The second type of client – the unprepared one – is overwhelmed with the obligation thrust upon him. No estate planning has happened, and consequently, a substantial probate estate must be opened. The house isn’t in a trust or have a beneficiary deed, so it must go through probate. It will sit empty – an uninsurable – until it can finally be sold with the Court’s permission months down the road. The financial accounts have no Transfer on Death designation, and no one can access the accounts to pay bills or make deposits now that the decedent has passed. There could be a life insurance policy, but the client can’t find any paperwork on it in order to claim it. There are bills – so many bills! – coming in from the hospital, credit cards, cable, etc. and the client cannot handle them until appointed as the Personal Representative. With all the assets in the decedent’s name alone, everything must go through probate.

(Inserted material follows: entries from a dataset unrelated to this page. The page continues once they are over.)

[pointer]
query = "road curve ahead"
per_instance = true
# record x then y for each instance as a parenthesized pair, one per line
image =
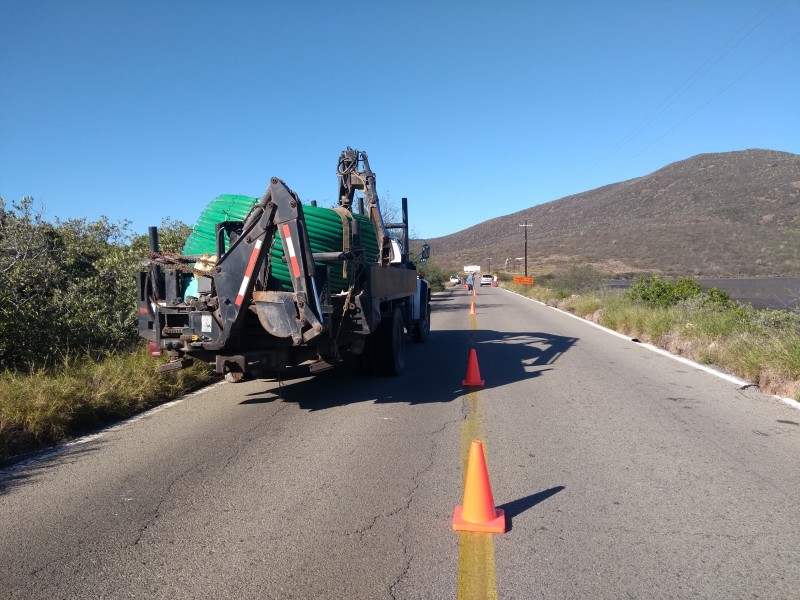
(622, 473)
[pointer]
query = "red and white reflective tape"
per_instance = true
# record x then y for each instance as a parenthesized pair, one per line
(290, 247)
(248, 272)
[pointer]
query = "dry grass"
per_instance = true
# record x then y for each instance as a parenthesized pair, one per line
(44, 407)
(741, 342)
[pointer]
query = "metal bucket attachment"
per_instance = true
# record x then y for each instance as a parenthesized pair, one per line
(277, 313)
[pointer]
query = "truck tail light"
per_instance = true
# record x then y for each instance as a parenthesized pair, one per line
(154, 350)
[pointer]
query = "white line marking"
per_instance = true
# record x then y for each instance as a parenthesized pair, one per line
(60, 449)
(730, 378)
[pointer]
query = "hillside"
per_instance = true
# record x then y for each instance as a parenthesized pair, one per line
(725, 214)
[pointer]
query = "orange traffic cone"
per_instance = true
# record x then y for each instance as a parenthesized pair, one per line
(473, 372)
(477, 511)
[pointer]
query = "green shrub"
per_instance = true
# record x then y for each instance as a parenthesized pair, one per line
(660, 292)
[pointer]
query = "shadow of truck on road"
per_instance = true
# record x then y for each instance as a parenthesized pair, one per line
(434, 371)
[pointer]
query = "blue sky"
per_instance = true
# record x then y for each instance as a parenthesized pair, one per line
(140, 110)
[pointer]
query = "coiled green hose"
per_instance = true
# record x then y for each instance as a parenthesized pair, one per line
(324, 235)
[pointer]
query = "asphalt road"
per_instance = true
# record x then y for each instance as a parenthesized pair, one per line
(623, 474)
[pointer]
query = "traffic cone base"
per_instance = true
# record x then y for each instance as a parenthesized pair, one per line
(473, 377)
(496, 525)
(477, 511)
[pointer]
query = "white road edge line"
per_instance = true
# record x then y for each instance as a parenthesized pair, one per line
(61, 448)
(732, 379)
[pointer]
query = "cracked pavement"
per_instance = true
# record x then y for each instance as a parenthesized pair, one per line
(623, 475)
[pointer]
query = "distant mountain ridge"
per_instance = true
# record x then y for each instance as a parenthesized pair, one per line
(731, 214)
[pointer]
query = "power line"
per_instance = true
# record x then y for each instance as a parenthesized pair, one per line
(696, 76)
(714, 97)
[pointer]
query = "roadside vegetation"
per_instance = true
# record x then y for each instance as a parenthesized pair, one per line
(762, 346)
(70, 356)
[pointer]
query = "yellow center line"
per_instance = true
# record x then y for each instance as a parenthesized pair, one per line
(476, 570)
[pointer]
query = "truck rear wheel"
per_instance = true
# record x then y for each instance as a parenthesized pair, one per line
(422, 329)
(390, 347)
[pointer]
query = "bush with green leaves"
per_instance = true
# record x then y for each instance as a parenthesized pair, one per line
(655, 291)
(68, 288)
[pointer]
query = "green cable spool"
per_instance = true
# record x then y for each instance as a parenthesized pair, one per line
(324, 227)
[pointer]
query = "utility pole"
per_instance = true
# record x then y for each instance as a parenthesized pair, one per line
(526, 245)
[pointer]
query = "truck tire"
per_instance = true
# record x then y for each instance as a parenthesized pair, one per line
(390, 347)
(422, 329)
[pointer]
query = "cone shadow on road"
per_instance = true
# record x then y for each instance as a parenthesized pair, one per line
(517, 507)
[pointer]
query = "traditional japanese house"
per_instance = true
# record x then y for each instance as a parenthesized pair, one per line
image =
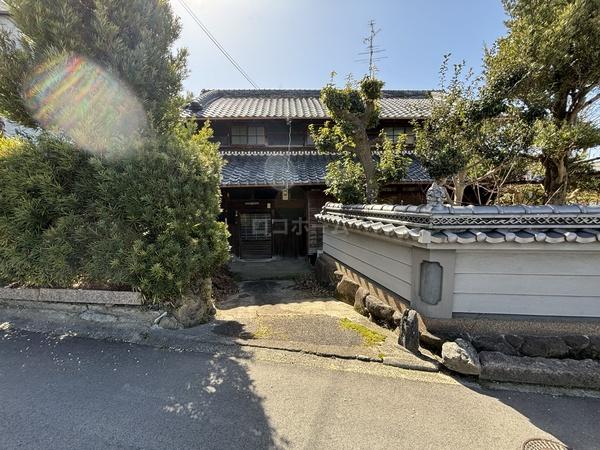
(273, 180)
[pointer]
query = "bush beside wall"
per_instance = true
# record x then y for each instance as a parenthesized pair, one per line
(145, 221)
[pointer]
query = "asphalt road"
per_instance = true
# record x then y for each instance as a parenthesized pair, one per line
(72, 393)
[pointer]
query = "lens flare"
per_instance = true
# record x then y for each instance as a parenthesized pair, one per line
(74, 95)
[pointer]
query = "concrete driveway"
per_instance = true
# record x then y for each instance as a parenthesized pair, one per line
(277, 313)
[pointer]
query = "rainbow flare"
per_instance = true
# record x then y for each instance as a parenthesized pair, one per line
(76, 96)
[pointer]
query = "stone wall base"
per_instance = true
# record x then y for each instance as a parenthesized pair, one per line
(487, 333)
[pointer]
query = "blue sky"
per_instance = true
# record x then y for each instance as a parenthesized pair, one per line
(296, 44)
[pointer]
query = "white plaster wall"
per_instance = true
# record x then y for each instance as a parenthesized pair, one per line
(546, 282)
(383, 261)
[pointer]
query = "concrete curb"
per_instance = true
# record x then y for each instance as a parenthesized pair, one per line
(86, 321)
(496, 366)
(72, 296)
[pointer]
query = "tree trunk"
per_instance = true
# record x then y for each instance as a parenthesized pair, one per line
(459, 187)
(556, 179)
(363, 151)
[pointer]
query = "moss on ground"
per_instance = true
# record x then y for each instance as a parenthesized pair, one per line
(369, 336)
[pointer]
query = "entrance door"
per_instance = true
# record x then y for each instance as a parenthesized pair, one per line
(255, 235)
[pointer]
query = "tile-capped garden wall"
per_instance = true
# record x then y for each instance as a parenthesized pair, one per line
(486, 260)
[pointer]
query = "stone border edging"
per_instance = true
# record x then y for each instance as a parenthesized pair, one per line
(46, 295)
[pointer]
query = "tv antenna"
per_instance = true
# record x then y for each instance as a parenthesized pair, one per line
(372, 51)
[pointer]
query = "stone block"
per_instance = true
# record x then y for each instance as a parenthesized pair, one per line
(346, 290)
(577, 344)
(460, 356)
(326, 271)
(572, 373)
(545, 346)
(409, 331)
(495, 343)
(359, 301)
(94, 316)
(593, 349)
(90, 296)
(379, 311)
(19, 294)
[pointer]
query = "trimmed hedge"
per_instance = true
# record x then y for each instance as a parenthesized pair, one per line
(146, 221)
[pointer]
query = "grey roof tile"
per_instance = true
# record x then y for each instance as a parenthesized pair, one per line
(260, 168)
(298, 104)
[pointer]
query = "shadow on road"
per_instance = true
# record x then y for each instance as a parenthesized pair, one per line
(577, 428)
(80, 393)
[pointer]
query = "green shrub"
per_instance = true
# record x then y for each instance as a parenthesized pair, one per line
(146, 221)
(40, 210)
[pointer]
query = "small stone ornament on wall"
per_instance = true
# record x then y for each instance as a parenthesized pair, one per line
(436, 195)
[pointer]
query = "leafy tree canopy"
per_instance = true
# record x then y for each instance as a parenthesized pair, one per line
(548, 68)
(364, 162)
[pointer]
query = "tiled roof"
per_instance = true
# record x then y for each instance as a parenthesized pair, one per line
(265, 168)
(470, 224)
(298, 104)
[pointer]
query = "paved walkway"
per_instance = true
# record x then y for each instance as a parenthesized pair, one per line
(71, 393)
(278, 314)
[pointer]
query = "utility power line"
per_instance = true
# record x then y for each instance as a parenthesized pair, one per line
(218, 44)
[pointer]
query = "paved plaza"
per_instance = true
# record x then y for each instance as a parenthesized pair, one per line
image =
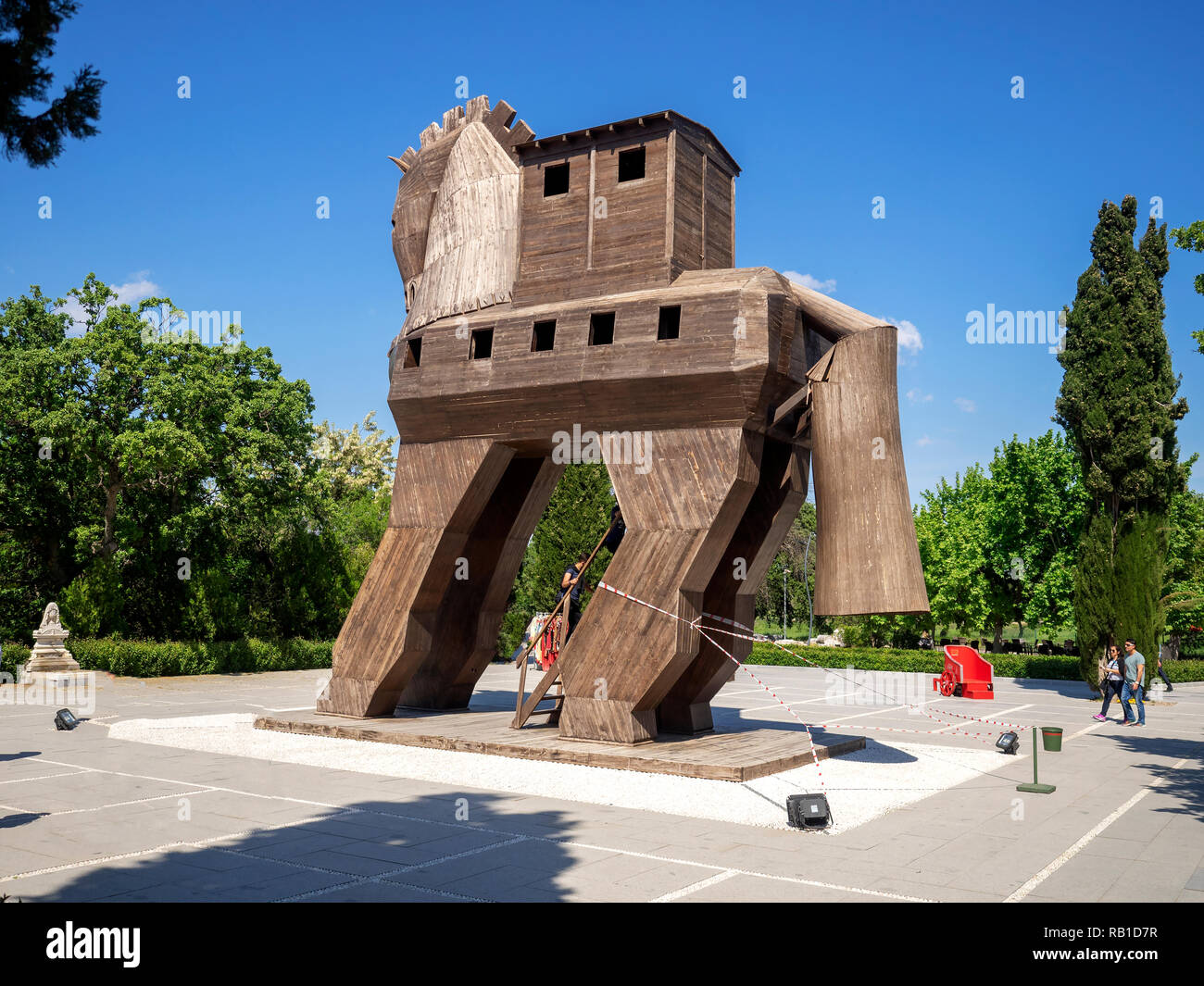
(88, 817)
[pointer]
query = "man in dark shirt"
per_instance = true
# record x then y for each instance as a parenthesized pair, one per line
(571, 583)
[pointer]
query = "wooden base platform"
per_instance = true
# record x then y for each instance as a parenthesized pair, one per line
(737, 755)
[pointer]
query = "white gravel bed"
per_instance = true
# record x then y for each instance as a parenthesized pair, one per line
(861, 786)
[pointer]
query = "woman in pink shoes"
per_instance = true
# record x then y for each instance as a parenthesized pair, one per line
(1111, 681)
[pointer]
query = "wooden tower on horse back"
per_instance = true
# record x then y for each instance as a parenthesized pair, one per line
(584, 283)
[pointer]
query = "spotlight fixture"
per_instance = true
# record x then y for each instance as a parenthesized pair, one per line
(808, 812)
(64, 718)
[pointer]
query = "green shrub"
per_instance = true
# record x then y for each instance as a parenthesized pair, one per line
(934, 662)
(15, 655)
(152, 658)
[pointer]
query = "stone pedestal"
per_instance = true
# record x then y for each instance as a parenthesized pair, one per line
(49, 654)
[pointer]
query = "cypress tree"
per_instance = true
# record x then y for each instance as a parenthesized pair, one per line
(1119, 408)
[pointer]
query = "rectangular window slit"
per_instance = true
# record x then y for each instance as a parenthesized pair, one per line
(670, 325)
(543, 336)
(631, 164)
(555, 180)
(413, 352)
(602, 329)
(482, 345)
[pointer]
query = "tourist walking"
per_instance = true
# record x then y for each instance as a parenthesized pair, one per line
(1135, 673)
(1111, 680)
(571, 584)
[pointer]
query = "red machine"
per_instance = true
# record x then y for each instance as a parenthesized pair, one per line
(967, 674)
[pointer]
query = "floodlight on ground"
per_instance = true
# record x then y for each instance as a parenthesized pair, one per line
(808, 812)
(64, 718)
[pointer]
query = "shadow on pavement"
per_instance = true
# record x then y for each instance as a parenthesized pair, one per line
(368, 852)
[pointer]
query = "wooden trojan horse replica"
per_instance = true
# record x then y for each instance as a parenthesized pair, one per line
(584, 283)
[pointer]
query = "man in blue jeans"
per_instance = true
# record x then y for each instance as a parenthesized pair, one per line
(1135, 673)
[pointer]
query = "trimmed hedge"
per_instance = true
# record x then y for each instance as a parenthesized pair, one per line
(15, 655)
(151, 658)
(1058, 668)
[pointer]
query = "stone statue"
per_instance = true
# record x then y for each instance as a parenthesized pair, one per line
(49, 654)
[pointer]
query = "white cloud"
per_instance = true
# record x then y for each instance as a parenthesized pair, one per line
(815, 284)
(909, 336)
(131, 293)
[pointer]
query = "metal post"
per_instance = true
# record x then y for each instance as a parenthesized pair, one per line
(784, 573)
(810, 612)
(1035, 788)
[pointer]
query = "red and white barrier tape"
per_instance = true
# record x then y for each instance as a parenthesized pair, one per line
(944, 725)
(734, 660)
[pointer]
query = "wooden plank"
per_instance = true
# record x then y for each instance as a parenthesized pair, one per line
(735, 757)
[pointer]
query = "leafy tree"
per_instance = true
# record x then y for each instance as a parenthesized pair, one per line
(27, 41)
(1192, 239)
(951, 528)
(1119, 408)
(1184, 580)
(798, 559)
(998, 547)
(168, 488)
(1034, 528)
(353, 461)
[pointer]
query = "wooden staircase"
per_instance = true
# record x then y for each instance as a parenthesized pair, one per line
(528, 706)
(542, 693)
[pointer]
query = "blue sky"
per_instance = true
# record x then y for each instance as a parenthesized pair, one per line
(988, 199)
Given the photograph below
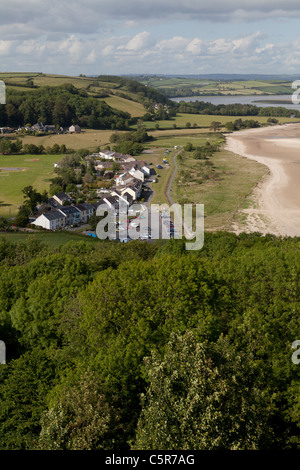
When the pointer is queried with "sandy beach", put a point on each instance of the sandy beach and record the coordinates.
(276, 207)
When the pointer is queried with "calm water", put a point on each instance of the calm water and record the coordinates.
(255, 100)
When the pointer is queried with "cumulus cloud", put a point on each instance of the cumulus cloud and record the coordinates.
(36, 17)
(140, 41)
(138, 36)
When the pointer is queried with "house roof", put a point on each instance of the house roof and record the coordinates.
(53, 215)
(53, 202)
(69, 210)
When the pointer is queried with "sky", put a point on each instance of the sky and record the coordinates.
(118, 37)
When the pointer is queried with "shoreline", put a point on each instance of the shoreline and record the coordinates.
(276, 196)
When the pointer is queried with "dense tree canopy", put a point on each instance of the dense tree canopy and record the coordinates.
(106, 343)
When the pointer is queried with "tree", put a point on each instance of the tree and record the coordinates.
(81, 419)
(33, 197)
(215, 125)
(22, 218)
(204, 397)
(24, 384)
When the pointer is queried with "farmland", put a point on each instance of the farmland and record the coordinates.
(18, 171)
(181, 86)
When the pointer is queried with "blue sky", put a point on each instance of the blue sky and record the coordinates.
(150, 36)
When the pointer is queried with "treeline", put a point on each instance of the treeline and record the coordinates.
(144, 93)
(60, 106)
(149, 346)
(237, 109)
(131, 143)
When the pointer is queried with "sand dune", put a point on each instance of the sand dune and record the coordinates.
(277, 198)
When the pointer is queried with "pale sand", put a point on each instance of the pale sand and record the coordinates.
(277, 197)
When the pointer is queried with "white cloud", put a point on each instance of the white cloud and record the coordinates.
(195, 46)
(5, 47)
(140, 41)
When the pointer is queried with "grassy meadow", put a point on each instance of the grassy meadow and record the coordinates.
(18, 171)
(52, 239)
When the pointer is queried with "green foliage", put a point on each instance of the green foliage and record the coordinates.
(216, 326)
(61, 106)
(80, 420)
(203, 397)
(24, 384)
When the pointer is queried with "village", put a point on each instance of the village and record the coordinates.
(129, 185)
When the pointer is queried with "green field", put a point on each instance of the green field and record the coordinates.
(88, 139)
(204, 121)
(192, 86)
(18, 171)
(53, 239)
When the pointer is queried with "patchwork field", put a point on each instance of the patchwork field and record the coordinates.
(204, 121)
(53, 239)
(89, 139)
(18, 171)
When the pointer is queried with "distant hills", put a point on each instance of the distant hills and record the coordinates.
(221, 76)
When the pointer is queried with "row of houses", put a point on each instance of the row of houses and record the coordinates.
(40, 127)
(57, 216)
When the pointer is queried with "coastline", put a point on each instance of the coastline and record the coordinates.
(276, 206)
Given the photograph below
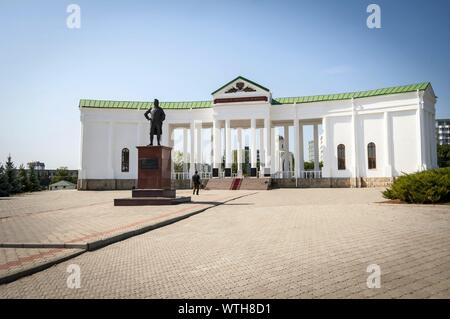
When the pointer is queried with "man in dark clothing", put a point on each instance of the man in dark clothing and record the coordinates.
(196, 182)
(157, 116)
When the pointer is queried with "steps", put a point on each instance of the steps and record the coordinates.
(246, 183)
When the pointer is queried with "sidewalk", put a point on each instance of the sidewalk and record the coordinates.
(41, 229)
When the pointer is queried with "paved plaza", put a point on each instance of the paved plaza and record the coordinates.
(286, 243)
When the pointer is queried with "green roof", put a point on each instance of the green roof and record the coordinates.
(275, 101)
(143, 105)
(351, 95)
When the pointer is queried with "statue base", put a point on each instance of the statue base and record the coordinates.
(154, 179)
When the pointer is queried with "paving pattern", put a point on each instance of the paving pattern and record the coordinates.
(299, 243)
(73, 219)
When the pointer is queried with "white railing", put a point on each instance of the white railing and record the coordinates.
(280, 175)
(311, 174)
(291, 174)
(187, 175)
(205, 175)
(180, 175)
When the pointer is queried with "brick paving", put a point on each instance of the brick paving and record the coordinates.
(304, 243)
(75, 219)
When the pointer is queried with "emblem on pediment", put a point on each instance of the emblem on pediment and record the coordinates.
(240, 87)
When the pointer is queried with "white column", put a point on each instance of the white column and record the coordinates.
(354, 142)
(387, 146)
(228, 157)
(299, 163)
(170, 144)
(274, 150)
(82, 172)
(239, 151)
(198, 150)
(267, 146)
(286, 144)
(216, 144)
(253, 143)
(111, 155)
(316, 148)
(192, 153)
(419, 133)
(138, 134)
(326, 145)
(165, 138)
(185, 151)
(433, 141)
(261, 150)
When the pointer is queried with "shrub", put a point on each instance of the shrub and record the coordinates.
(427, 187)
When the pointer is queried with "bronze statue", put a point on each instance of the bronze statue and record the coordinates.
(157, 116)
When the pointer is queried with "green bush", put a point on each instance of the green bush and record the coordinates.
(425, 187)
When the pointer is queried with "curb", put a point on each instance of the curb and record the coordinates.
(32, 270)
(114, 239)
(92, 245)
(43, 245)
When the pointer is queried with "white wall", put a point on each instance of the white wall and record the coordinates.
(341, 133)
(371, 129)
(404, 142)
(107, 131)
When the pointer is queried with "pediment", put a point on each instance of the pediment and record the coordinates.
(241, 89)
(240, 85)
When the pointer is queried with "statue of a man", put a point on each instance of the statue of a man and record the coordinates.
(157, 116)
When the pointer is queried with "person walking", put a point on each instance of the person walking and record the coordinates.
(196, 182)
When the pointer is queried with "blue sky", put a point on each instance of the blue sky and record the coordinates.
(184, 50)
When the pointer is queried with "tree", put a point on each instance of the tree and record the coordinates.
(63, 174)
(443, 154)
(5, 187)
(34, 180)
(13, 180)
(24, 179)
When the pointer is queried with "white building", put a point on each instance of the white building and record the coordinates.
(368, 136)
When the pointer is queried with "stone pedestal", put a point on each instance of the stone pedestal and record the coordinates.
(154, 179)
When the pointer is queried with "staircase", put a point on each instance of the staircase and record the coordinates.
(238, 183)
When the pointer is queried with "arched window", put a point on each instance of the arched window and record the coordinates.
(125, 160)
(372, 155)
(341, 156)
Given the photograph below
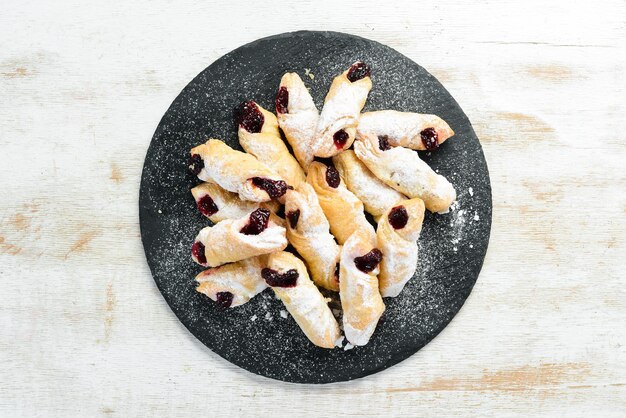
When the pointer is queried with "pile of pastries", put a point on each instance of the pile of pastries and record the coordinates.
(265, 199)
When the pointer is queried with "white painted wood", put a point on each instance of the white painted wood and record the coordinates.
(84, 331)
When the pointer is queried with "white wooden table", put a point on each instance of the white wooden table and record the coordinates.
(84, 330)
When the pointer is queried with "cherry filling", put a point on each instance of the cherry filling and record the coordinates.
(383, 143)
(224, 299)
(293, 217)
(257, 222)
(332, 177)
(369, 261)
(429, 139)
(206, 205)
(357, 71)
(197, 251)
(249, 116)
(196, 164)
(276, 279)
(340, 138)
(282, 100)
(274, 188)
(398, 217)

Probate is a nightmare for this client. The probate fees for the attorney and Personal Representative will each be equivalent to the value of a car. Depending upon the value of the decedent’s assets, that could be the price of two used Fords, or it could be the cost of two new BMWs. But don’t think that this fee is outrageous and unearned – the amount of time and effort it takes to comply with all the formalities and red tape of probate make Missouri’s statutorily mandated probate fees look quite modest in comparison. Think of it like having a reoccurring appointment at the DMV for 12-18 months. Everyone will have earned their fee twice over by the time the client and attorney make it through the probate wringer.

It is no surprise that the unprepared client tends to come back around to us as a prepared client. We inevitably have them reappear at our door, asking us to prepare their own estate plan or an estate plan for another relative. After having gone through it once, the unprepared client never wants to go through the probate process again, or leave that legacy for their children.

It is easy math. The cost of making an estate plan is a fraction of what it costs to go through probate. The hassle and time it takes to set up an estate plan is nothing in comparison to the hassle and time it takes if there is no estate plan. It really pays to be prepared.